事の経緯を知った向は、俺に呆れた顔でそう言った。
「悪い!なんの説明もせず」
『……友達のこと悪く思ったからって、ケジメとかつけなきゃダメなの?というか、振ってくれって言われてとりあえず振ったはいいものの未だによくわかってないんだけど』
「ケジメ、つけなきゃいけねぇと思ったんだよ。だって最低じゃん、嫉妬したぐらいでそんな風に思うって。らしくねぇし、良い気持ちもしねぇ。無理なんだよ、俺には恋愛も学業も友達も大事にとか。そこまで器用じゃねぇし」
夏休みが始まってすぐ。
爆豪に、最低なことをした。
いなくなればいいのに、なんて。
最低なことを考えた。
だから
自分の気持ちに、ケジメをつけようと思った。
爆豪への劣等感と、蓋をしたところで溢れ出してきてしまう彼への醜い嫉妬心に。
本当は、爆豪とも向ともうまくやっていけるに越したことはない。
けど、自分には無理だと分かってしまった。
向と一緒にいる爆豪に嫉妬せずにはいられないし。
いつか、本当に。
友達である彼を大切に思っている自分さえ、見失ってしまうような気がした。
「…俺は「友達」を選びたい。
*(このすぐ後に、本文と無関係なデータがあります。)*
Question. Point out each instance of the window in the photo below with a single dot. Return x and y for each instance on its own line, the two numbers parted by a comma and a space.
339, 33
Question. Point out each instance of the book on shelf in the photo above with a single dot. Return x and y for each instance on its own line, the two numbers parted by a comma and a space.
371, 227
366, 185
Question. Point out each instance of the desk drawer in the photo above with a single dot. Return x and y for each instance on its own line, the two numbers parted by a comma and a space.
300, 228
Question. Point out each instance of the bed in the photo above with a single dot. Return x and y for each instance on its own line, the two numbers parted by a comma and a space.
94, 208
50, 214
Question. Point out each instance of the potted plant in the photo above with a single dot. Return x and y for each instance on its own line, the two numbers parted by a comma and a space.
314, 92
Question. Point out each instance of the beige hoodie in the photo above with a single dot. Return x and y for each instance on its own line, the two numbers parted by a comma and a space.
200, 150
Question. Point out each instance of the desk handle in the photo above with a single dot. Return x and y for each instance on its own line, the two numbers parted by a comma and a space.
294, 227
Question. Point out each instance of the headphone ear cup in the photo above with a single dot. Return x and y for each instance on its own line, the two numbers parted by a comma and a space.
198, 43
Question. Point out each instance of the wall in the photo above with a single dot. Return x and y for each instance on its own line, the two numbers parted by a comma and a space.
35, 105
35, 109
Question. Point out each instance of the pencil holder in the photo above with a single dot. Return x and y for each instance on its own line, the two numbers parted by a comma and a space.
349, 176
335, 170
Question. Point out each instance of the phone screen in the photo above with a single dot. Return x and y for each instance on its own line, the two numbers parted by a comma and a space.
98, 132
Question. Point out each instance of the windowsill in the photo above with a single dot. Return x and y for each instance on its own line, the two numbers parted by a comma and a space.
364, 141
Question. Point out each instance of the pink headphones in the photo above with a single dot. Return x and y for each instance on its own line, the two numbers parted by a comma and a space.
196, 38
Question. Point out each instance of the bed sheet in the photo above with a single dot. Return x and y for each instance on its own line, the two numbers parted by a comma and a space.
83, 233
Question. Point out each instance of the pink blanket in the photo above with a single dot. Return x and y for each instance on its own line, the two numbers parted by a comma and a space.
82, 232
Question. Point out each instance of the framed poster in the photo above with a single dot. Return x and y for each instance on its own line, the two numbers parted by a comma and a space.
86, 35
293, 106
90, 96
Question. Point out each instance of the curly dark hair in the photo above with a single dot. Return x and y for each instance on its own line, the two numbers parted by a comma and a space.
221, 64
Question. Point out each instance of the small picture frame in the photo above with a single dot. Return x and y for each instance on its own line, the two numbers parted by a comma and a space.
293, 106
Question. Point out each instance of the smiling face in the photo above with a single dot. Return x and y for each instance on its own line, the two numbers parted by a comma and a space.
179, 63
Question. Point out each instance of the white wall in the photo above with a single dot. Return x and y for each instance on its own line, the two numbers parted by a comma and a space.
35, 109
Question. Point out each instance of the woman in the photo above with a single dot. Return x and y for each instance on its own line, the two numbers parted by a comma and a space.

男はみんな、友達より彼女を選ぶもんなんだって上鳴が言ってたけどさ。でも、俺は……どっちか選ばなきゃいけないなら、選びたいんだよ」
ーーー爆豪、いなくなればいいのに
ほんの、一瞬。
一度だけだ。
今まで、誓ってそんな風に思ったことはない。
これからずっと過ごしていく中で。
色んなことを知って、たまに喧嘩もして。
バカみたいなこと言ったら、容赦なく「バカが」って罵られる、そんな毎日が続くと思ってた。
ずっと四人で、仲良しでいたいと思ってた。
嘘じゃない。
でも、確かにあの夏の日、当たり前のように考えていた価値観が揺らいだ。
友達を大切に思えなくなった。
邪魔に思って、煩わしいと感じて。
それはまるで、爆豪を裏切ってしまったかのようで。
俺、最低だな、なんて自覚した。
自覚したところで、もう取り戻せない大事なものを手放してしまった気がした。